Cell signalling: cells receive many signals from messengers that attach to receptor proteins spanning the outer membrane. Activated receptors turn on relays of proteins (RAS, A, B, C, D) that talk to the nucleus, switching on genes that drive proliferation. RAS proteins are a focus for many incoming signals and they also set off several relay chains that converge on the nucleus. They work at the cell membrane to which they are escorted from where they’re made by a protein called PDEdelta. A new drug, deltarasin, blocks the escort’s action so that RAS cannot find its way to work and cell growth is arrested.
A Different Line of Attack
In view of that rather gloomy assessment should we try an alternative approach? The personalized scenario involves drug combos tailored to the individual cancer at a given stage of development. But if that seems unlikely to provide a solution remotely near to the ideal, is there another way of selecting targets? Time to try ‘impersonalized medicine’ perhaps?
This notion comes from the thought that what we’re trying to do is block signals that release the brakes on cell proliferation. Many distinct signal pathways impact on the machinery that drives this process, themselves driven by different types of external signal, but it would seem obvious that somewhere along the line these must converge on one or two key regulators – master controllers if you like of cell multiplication. Indeed they do and one of these foci is a protein called RAS (there are three close relatives in the RAS family). RAS is a major junction in cell signalling: many messages from the outside world eventually converge on RAS and lots of pathways radiate from it. When a cell launches itself into the division cycle it does so as an integrated response to these signals.
RAS is mutated to a hyperactive form in about 20% of human cancers (turning on cell growth) so obviously it would be good to have a drug that can hit RAS and an enormous amount of effort has gone into coming up with one. Unfortunately a variety of clever strategies aimed directly at RAS proteins simply haven’t worked.
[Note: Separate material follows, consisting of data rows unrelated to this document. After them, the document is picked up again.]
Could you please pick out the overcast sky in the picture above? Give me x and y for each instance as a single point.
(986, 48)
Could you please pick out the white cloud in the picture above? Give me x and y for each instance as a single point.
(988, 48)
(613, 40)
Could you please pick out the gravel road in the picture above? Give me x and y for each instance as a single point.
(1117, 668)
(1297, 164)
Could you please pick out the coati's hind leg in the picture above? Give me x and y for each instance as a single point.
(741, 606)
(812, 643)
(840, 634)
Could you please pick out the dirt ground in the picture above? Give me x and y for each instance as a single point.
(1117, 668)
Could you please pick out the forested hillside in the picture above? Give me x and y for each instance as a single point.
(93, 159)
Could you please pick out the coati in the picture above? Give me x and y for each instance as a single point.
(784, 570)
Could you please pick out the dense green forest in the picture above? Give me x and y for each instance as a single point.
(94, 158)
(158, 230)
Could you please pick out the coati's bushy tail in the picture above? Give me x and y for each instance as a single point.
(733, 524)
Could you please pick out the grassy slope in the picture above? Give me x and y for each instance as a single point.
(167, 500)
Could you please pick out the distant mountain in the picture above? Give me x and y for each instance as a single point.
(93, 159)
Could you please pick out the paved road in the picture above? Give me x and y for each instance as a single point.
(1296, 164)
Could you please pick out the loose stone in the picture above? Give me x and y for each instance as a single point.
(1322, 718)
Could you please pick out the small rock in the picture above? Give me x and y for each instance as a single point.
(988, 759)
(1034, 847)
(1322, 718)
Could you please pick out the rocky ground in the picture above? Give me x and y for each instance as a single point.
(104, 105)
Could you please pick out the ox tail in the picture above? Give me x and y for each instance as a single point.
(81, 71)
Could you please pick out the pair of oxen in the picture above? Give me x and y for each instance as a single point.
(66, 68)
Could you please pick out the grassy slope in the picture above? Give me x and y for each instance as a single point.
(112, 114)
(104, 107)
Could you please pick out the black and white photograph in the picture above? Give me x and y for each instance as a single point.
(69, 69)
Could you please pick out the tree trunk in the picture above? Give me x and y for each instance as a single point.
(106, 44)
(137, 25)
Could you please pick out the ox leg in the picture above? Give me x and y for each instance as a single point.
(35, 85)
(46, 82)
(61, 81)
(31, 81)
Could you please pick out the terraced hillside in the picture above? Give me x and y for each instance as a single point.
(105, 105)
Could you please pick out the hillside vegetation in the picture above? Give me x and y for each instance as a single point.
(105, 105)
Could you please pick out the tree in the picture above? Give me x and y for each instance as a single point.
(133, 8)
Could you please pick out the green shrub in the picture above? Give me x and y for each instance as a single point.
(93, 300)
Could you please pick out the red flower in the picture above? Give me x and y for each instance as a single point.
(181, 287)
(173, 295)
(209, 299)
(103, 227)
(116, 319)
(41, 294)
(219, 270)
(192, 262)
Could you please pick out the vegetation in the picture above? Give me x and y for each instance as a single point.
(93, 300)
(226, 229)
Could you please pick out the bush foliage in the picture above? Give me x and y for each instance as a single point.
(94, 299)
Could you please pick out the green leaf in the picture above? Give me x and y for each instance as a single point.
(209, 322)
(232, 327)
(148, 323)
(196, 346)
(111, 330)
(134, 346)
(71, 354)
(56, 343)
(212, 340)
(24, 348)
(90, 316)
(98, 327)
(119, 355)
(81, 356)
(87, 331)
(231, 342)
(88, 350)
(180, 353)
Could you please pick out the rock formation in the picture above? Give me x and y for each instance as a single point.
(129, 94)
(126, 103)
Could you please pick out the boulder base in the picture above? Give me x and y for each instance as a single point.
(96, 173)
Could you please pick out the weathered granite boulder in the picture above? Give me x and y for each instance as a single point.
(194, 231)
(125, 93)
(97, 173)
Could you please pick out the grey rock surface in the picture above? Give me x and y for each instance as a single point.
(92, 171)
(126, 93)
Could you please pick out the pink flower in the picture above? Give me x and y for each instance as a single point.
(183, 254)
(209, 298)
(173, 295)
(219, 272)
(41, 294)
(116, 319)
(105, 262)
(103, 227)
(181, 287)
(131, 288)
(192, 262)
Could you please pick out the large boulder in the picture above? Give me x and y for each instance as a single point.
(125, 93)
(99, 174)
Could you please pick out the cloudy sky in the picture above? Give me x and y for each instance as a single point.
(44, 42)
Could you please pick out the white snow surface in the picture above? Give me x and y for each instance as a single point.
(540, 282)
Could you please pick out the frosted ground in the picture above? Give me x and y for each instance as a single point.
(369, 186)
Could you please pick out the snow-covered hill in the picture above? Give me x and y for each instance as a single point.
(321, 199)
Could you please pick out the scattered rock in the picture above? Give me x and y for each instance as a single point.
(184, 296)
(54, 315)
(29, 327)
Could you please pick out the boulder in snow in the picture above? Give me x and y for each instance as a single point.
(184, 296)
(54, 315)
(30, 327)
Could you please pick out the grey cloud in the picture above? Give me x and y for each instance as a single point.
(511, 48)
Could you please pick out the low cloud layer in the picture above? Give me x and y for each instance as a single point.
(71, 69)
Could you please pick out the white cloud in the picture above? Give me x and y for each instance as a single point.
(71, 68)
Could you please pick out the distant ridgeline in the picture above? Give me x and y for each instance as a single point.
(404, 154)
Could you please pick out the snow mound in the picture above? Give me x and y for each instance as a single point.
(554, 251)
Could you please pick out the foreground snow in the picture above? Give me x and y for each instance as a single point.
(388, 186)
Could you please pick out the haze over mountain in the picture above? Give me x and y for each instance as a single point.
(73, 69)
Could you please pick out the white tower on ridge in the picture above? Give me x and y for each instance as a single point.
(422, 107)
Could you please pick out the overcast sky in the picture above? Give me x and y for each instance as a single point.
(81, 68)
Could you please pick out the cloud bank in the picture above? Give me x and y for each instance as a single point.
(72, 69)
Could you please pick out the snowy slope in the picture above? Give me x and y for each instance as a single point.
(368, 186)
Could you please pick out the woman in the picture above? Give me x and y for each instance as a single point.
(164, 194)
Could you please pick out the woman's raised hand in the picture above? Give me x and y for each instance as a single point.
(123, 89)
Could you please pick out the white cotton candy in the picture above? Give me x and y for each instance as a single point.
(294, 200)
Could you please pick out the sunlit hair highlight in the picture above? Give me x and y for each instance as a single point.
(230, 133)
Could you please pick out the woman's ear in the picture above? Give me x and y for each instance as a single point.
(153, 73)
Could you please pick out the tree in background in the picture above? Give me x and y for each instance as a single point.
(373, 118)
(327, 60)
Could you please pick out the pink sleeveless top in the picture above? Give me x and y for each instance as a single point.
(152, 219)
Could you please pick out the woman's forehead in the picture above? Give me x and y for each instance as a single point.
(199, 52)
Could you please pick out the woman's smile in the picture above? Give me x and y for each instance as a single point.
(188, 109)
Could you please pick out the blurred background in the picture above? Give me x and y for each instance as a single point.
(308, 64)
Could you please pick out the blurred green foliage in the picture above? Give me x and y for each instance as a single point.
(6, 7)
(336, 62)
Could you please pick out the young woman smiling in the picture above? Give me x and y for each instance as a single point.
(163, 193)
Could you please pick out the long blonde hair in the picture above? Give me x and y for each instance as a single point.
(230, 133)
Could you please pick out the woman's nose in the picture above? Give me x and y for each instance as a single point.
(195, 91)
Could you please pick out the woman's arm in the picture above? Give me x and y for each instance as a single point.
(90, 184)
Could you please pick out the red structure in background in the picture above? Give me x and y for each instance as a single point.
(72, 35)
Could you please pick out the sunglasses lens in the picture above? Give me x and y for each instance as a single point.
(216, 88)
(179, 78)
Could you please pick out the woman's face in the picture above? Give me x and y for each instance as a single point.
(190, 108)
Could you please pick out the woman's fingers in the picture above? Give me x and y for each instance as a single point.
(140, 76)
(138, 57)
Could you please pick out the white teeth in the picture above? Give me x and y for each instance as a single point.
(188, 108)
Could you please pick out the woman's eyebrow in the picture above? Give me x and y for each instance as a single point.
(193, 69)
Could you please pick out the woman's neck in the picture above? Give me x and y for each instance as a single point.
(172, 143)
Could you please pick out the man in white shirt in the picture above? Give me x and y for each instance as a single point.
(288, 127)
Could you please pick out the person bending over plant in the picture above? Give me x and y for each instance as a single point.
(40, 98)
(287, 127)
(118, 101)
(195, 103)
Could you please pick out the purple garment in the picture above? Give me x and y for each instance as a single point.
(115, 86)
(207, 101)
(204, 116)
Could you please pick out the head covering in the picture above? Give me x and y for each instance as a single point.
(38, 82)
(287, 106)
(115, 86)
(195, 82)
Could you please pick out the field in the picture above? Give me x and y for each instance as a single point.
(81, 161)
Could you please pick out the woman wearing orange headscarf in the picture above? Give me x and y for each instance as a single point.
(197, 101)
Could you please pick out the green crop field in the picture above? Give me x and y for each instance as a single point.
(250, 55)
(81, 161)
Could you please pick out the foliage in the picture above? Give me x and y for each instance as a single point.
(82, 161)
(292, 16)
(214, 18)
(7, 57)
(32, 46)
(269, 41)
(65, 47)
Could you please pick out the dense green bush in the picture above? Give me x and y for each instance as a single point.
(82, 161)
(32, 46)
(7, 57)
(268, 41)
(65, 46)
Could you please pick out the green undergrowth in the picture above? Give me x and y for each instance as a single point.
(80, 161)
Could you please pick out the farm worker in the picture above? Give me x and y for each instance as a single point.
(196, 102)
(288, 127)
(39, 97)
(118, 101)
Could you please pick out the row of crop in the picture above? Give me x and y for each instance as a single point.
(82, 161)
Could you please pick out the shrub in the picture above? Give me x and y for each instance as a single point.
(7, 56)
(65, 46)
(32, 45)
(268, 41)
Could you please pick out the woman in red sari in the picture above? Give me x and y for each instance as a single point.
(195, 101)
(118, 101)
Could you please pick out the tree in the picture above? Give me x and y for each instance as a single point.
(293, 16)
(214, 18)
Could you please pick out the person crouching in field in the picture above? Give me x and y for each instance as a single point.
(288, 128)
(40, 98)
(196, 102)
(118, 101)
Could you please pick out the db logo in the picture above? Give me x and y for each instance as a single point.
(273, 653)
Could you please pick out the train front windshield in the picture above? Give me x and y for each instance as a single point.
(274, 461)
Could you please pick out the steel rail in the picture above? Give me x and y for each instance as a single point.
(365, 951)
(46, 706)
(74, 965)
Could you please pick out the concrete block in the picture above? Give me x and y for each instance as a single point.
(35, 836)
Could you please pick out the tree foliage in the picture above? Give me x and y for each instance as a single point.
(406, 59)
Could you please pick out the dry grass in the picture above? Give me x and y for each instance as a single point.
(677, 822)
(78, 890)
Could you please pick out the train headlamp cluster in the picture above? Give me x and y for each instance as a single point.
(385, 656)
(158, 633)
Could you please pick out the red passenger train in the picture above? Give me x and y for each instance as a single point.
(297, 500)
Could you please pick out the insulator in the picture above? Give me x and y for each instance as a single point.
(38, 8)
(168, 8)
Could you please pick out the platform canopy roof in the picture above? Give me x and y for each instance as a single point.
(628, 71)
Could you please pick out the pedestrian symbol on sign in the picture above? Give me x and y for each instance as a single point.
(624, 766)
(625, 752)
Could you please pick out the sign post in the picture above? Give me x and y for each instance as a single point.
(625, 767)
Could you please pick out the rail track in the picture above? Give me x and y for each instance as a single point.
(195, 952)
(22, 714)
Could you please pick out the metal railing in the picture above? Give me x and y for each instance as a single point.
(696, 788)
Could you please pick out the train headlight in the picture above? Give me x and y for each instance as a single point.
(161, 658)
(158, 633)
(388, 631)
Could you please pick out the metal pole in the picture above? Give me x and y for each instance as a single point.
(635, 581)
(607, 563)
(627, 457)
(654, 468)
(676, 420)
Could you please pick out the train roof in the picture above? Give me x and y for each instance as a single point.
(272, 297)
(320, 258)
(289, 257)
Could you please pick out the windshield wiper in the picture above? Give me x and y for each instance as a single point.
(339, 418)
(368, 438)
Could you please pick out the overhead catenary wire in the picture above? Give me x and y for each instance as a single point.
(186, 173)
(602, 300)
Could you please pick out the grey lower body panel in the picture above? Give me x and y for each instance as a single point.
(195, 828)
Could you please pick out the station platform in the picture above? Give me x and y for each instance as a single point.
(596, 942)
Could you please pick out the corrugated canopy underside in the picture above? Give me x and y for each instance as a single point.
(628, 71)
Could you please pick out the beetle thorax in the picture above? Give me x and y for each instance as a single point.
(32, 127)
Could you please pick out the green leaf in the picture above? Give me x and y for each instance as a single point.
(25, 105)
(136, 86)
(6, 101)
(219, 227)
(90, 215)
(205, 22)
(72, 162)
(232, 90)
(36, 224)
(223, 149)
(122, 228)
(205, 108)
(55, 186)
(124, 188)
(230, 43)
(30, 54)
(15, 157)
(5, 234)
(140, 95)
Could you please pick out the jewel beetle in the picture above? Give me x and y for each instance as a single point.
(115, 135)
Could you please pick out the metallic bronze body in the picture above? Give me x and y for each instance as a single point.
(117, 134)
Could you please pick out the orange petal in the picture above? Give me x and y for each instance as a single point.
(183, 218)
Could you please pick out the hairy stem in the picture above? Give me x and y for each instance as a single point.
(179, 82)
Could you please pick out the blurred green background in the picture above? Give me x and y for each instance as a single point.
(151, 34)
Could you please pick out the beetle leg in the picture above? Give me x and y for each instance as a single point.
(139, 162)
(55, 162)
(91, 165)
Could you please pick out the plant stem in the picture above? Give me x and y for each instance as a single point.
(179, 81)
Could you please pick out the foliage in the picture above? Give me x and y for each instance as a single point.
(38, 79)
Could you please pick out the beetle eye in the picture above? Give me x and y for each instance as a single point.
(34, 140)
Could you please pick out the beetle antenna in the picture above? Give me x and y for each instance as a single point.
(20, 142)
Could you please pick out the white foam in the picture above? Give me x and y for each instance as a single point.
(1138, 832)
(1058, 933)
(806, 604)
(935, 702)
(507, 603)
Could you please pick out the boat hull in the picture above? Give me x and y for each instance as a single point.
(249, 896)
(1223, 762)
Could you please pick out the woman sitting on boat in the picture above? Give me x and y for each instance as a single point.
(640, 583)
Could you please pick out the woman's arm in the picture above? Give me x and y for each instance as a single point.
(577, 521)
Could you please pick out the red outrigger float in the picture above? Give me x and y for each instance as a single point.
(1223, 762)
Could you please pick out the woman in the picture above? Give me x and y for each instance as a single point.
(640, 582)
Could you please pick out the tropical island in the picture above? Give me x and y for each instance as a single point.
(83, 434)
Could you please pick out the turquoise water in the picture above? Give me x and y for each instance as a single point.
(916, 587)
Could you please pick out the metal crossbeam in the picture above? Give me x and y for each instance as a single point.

Enter Gunther Zimmermann and his team.
Inhibiting RAS Signalling
RAS proteins do their signaling attached to the inside of the outer membrane of the cell – but they’re made in the interior and to get to their place of work they are escorted to the membrane by a protein called PDEδ (a phosphodiesterase). To upset this cosy arrangement, the Dortmund group developed small molecule, deltarasin, that sticks tightly to the escort which, in response, changes shape just enough to prevent it being able to hold hands with RAS. The result is that the key signaller (KRAS in fact) is no longer distributed to the membrane. This prevents it working and impairs the growth of KRAS-mutant pancreatic tumour cells.
The great attraction of this approach is that it’s indirect – so the hope is that cells won’t realize that RAS is wandering aimlessly around doing nothing and therefore not simply overwhelm the drug by making more mutant RAS. It remains to be seen how many off-target effects this drug has but for the moment an exciting new idea holds the promise of hitting cancers where it hurts them most – in a key node essential for unregulated cell growth.
Zimmermann, G., Papke, B., Ismail, S., Vartak, N., Chandra, A., Hoffmann, M., Hahn, S.A., Triola, G., Wittinghofer, A., Bastiaens, P.I.H. and Waldmann, H. (2013). Small molecule inhibition of the KRAS–PDEδ interaction impairs oncogenic KRAS signaling. Nature 497, 638–642.